ZUNDELS FIGHT ON AFTER LATEST SETBACK
Knoxville, Tennessee--(12/8/09)--Ernst and Ingrid Zundel are insisting on reconsideration based on errors of law after a Knoxville judge dismissed all their remaining claims against the government in federal district court November 10.
In a motion filed November 24, Zundels and their attorney Bruce Leichty have protested the fact that U.S. District Judge Thomas Varlan did not even discuss one of the major issues remaining in their case when he tossed all of Zundels' surviving claims out of court in November: whether it was lawful for the United States INS to bar Ernst Zundel from returning to the U.S. for 20 years after he was deported from the U.S. in 2003.
Zundel is currently serving a five-year prison sentence in Germany for a speech crime based on his publicly-expressed dissident views about "the Holocaust," but he wishes to rejoin his wife Ingrid at their home in Tennessee after he is released.
U.S. immigration law in 2003 allowed a 20-year bar only when there had been a second deportation, Leichty pointed out in his motion. Since Ernst Zundel was deported only once, no 20-year bar could apply, and no prior court decision had dealt with the bar, and Zundel had properly raised the issue in his most recent amended complaint filed in 2004 in Knoxville, Leichty noted.
Zundels had argued that point as well other points in an extensive Opposition they filed in 2008 to a motion by the United States to dismiss all of Zundels' remaining claims against the U.S. and its officers. That motion came after the Sixth Circuit Court of Appeals in late 2007 denied Zundels' petition to review Ernst Zundel's habeas corpus claim that his deportation itself was in violation of law--notwithstanding the government's claim that Zundel had waived the right to allege any such violation--and after the U.S. Supreme Court in February 2008 then declined to consider Zundels' appeal.

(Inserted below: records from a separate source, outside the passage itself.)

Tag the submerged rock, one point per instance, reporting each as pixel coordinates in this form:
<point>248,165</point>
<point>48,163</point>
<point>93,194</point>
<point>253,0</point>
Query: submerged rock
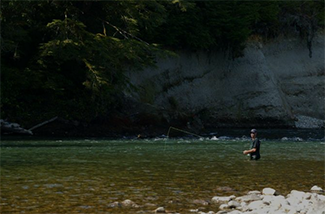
<point>268,202</point>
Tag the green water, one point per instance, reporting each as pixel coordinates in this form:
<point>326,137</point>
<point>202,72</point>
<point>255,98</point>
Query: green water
<point>87,176</point>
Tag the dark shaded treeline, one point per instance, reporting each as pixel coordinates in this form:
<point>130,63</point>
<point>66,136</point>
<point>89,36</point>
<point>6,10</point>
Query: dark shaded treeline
<point>67,58</point>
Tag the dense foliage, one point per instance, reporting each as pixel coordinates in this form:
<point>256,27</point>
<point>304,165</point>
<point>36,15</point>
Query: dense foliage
<point>68,57</point>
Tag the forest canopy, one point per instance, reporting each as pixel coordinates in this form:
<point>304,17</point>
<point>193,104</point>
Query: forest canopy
<point>68,57</point>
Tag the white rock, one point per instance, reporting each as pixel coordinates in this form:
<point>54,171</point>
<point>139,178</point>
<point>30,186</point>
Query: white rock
<point>221,200</point>
<point>160,210</point>
<point>255,192</point>
<point>224,207</point>
<point>234,204</point>
<point>256,205</point>
<point>316,188</point>
<point>248,198</point>
<point>268,191</point>
<point>235,212</point>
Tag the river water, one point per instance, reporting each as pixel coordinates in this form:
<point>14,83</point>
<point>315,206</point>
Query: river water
<point>90,175</point>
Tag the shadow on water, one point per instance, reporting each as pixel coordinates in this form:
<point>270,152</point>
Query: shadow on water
<point>89,176</point>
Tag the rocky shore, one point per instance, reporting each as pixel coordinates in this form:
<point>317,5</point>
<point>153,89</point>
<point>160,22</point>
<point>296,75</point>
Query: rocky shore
<point>267,201</point>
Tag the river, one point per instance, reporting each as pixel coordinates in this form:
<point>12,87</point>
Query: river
<point>90,175</point>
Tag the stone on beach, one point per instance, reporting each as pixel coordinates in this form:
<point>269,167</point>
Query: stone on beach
<point>270,203</point>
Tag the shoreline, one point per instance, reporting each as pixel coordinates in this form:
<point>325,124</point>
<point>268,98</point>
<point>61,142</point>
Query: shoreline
<point>266,201</point>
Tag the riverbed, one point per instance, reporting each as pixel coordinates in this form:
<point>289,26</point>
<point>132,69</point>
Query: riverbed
<point>91,175</point>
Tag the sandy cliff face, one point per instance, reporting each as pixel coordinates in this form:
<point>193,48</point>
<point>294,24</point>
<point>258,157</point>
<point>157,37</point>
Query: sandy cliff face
<point>274,81</point>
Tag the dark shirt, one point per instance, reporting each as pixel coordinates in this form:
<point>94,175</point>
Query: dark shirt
<point>255,144</point>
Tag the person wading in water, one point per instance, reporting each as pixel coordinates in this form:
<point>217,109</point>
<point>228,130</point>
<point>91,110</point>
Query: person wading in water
<point>254,150</point>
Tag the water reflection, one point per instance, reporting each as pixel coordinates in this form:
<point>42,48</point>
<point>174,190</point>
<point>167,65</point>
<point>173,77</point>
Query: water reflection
<point>90,177</point>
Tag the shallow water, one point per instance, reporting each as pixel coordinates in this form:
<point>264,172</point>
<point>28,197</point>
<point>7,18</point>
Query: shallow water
<point>87,176</point>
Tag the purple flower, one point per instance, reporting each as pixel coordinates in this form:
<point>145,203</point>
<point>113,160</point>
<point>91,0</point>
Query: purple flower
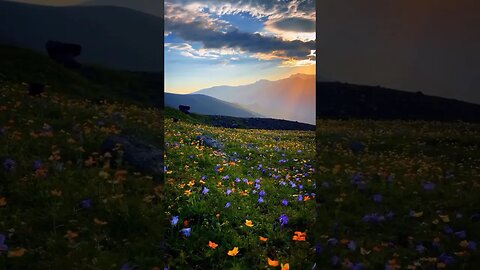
<point>332,241</point>
<point>9,164</point>
<point>283,220</point>
<point>428,186</point>
<point>378,198</point>
<point>3,246</point>
<point>358,266</point>
<point>37,165</point>
<point>447,259</point>
<point>461,234</point>
<point>420,248</point>
<point>186,231</point>
<point>335,260</point>
<point>174,220</point>
<point>352,245</point>
<point>471,245</point>
<point>86,204</point>
<point>129,266</point>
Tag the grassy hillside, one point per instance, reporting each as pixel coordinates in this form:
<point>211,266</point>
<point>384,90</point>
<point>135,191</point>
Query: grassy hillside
<point>61,205</point>
<point>398,195</point>
<point>91,82</point>
<point>252,195</point>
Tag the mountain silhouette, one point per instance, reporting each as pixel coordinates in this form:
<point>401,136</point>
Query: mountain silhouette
<point>153,7</point>
<point>114,37</point>
<point>348,101</point>
<point>207,105</point>
<point>292,98</point>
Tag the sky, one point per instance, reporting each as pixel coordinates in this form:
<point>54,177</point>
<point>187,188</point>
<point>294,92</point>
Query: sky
<point>415,45</point>
<point>234,42</point>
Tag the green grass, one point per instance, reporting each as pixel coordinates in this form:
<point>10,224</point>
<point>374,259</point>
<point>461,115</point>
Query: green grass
<point>191,167</point>
<point>33,215</point>
<point>399,158</point>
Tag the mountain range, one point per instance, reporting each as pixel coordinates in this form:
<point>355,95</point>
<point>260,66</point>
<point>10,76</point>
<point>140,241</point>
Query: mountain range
<point>292,98</point>
<point>110,36</point>
<point>203,104</point>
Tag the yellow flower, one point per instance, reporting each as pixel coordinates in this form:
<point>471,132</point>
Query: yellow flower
<point>99,222</point>
<point>56,193</point>
<point>233,252</point>
<point>213,245</point>
<point>19,252</point>
<point>272,262</point>
<point>71,235</point>
<point>3,201</point>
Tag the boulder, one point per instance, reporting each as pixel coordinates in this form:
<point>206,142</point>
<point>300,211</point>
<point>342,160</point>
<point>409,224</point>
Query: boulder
<point>208,141</point>
<point>142,156</point>
<point>185,109</point>
<point>35,89</point>
<point>64,53</point>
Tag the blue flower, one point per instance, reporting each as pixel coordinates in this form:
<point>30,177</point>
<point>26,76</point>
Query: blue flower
<point>428,186</point>
<point>9,164</point>
<point>352,245</point>
<point>86,204</point>
<point>378,198</point>
<point>283,220</point>
<point>3,246</point>
<point>472,245</point>
<point>186,231</point>
<point>174,220</point>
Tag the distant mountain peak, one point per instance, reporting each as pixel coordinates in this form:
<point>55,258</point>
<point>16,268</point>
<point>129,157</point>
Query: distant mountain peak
<point>302,76</point>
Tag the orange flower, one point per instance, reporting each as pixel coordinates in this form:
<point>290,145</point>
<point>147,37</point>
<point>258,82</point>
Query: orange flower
<point>272,262</point>
<point>3,201</point>
<point>99,222</point>
<point>213,245</point>
<point>56,193</point>
<point>299,236</point>
<point>71,235</point>
<point>19,252</point>
<point>233,252</point>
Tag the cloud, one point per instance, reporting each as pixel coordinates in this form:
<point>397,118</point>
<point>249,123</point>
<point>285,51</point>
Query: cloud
<point>192,23</point>
<point>293,24</point>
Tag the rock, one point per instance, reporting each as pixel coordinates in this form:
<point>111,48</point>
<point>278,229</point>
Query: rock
<point>142,156</point>
<point>356,147</point>
<point>64,53</point>
<point>185,109</point>
<point>35,89</point>
<point>206,140</point>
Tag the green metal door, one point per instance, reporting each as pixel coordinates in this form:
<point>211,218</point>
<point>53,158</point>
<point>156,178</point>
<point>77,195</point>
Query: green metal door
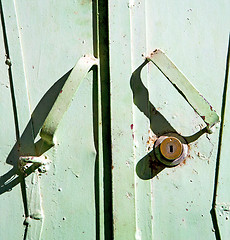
<point>101,178</point>
<point>149,200</point>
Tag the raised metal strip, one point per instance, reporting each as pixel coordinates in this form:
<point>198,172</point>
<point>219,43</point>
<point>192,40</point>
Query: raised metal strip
<point>65,97</point>
<point>185,88</point>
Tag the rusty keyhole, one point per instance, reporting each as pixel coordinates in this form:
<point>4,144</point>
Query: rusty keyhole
<point>171,149</point>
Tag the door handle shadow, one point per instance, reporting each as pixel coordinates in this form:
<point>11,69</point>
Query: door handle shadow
<point>148,167</point>
<point>25,145</point>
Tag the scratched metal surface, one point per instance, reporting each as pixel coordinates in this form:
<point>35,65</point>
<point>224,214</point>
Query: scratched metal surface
<point>45,42</point>
<point>174,203</point>
<point>11,206</point>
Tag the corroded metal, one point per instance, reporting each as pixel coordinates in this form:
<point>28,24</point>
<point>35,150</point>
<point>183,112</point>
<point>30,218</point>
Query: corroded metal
<point>171,149</point>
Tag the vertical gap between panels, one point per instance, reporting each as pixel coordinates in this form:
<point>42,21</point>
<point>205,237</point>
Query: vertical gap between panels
<point>106,115</point>
<point>213,210</point>
<point>14,105</point>
<point>95,120</point>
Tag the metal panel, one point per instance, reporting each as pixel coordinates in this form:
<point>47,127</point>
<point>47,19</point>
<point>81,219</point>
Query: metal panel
<point>158,202</point>
<point>46,39</point>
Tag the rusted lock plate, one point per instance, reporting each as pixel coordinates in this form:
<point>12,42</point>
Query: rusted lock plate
<point>171,148</point>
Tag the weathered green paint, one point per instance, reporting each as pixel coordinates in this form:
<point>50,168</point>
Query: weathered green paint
<point>65,192</point>
<point>65,97</point>
<point>152,202</point>
<point>184,87</point>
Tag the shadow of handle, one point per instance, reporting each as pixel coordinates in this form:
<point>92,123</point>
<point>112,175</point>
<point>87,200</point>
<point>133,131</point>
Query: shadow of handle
<point>185,88</point>
<point>64,98</point>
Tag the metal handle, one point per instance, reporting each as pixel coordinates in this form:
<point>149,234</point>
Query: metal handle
<point>65,97</point>
<point>185,88</point>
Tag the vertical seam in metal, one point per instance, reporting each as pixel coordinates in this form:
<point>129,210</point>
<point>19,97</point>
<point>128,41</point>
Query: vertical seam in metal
<point>213,210</point>
<point>106,115</point>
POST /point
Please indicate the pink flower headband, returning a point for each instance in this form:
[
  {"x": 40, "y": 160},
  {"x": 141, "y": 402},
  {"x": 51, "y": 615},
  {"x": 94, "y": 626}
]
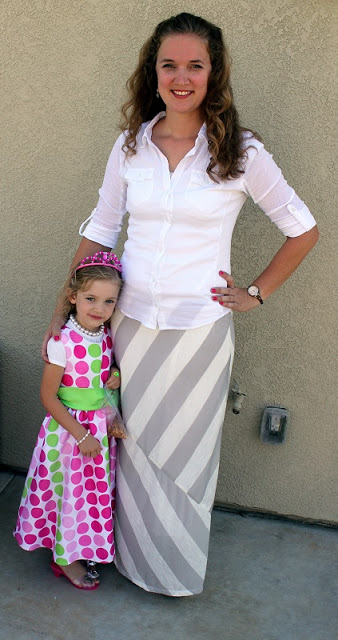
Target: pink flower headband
[{"x": 100, "y": 259}]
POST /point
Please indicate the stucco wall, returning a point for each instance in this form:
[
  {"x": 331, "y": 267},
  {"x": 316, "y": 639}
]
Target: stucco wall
[{"x": 64, "y": 65}]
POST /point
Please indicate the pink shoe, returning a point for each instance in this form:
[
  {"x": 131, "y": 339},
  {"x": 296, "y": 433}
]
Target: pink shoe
[{"x": 88, "y": 581}]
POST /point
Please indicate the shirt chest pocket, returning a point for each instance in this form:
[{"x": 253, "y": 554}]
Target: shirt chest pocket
[
  {"x": 140, "y": 186},
  {"x": 203, "y": 194}
]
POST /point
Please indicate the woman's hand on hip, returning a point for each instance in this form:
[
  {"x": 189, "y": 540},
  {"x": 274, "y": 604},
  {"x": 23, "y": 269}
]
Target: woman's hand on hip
[{"x": 232, "y": 297}]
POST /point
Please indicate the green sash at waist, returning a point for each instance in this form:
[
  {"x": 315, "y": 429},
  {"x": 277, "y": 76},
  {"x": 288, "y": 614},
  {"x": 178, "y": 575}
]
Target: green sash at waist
[{"x": 82, "y": 399}]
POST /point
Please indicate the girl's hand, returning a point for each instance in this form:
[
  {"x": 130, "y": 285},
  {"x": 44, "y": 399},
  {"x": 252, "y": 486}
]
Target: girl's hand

Knoxville judge Varlan took more than a year to rule on the United States motion to dismiss and a similar motion filed by Blount County Sheriff James Berrong, who had custody over Zundel when he was first arrested in 2003, as well as a request by Zundels to allow them to amend their complaint. Among other things, Zundel had sought to amend his complaint against sheriff Berrong based on new evidence that the use of threatening dogs against him in Blount County Jail was part of a larger pattern of federal mistreatment of political prisoners during the Bush presidency.
Leichty said the delay by the Knoxville federal court in deciding the three motions filed in mid-2008 was unprecedented in his experience; court staff told him at one point that the problem was exacerbated by overwhelmed and/or departing law clerks, who usually do the research on complex motions and often draft memoranda which become opinions, or sometimes write the opinions themselves, Leichty said. Leichty observed that he himself was commissioned to write such memos when he worked as an extern for the Ninth Circuit Court of Appeals during his studies at U.C. Berkeley law school--but it never took as long as this case did, nor did he ghost-write any final judgments.
By urging reconsideration mainly of the 20-year bar, Zundels have also not abandoned their right to appeal other aspects of Varlan's ruling, according to Leichty, including their contention that Zundel is not subject to any bar at all because of the unique findings under which he was deported; and that his removal was unlawful because the Sixth Circuit finding of a waiver of rights was made only in a jurisdictional context, where Zundel had been deprived of the opportunity to present facts and prove that the U.S. Attorney General was not enforcing waivers of rights by former "visa waiver" entrants and was not legislatively empowered to do so when Zundel last entered in 2000.
Varlan also ruled that Zundel's claim regarding the improper use of dogs was time-barred, but Leichty asserted in the motion for reconsideration that Varlan had failed to consider the fact that Zundel was prevented from previously amending his complaint (thereby "tolling" the statute of limitations) by the pendency of two appeals during all but about 11 months of the five years that elapsed between the time Zundel was first subjected to the prison abuse and the time he sought to amend in 2008--and that he tried at one point in 2006 to obtain permission to amend but was rebuffed.
After Zundels filed their motion for reconsideration November 24, the United States asked to extend the time for responding until January 22, 2010, some two months before Zundel is due to be released from Germany.
Zundels' motion was supported by a detailed affidavit from Ingrid Zundel in which she described the hardships she has experienced without her husband, litigating against co-conspirators in three different countries, and pointed out why she is unable to leave Tennessee; unless her husband can rejoin her in America their marriage will be destroyed, she said. A U.S. citizen who has long operated a website called the Zundelsite, Ingrid Zundel has been told that an arrest warrant issued for her in 2001 in Germany because of the Zundelsite could be reactivated at any time, even though the site is located on a server in the United States.
The Zundelsite, one of the first revisionist websites on the Internet, was targeted by the German government already in 1996, she says. She continues to own and operate that site which allows her to accept orders for books and materials as well as contributions toward the couple's legal costs.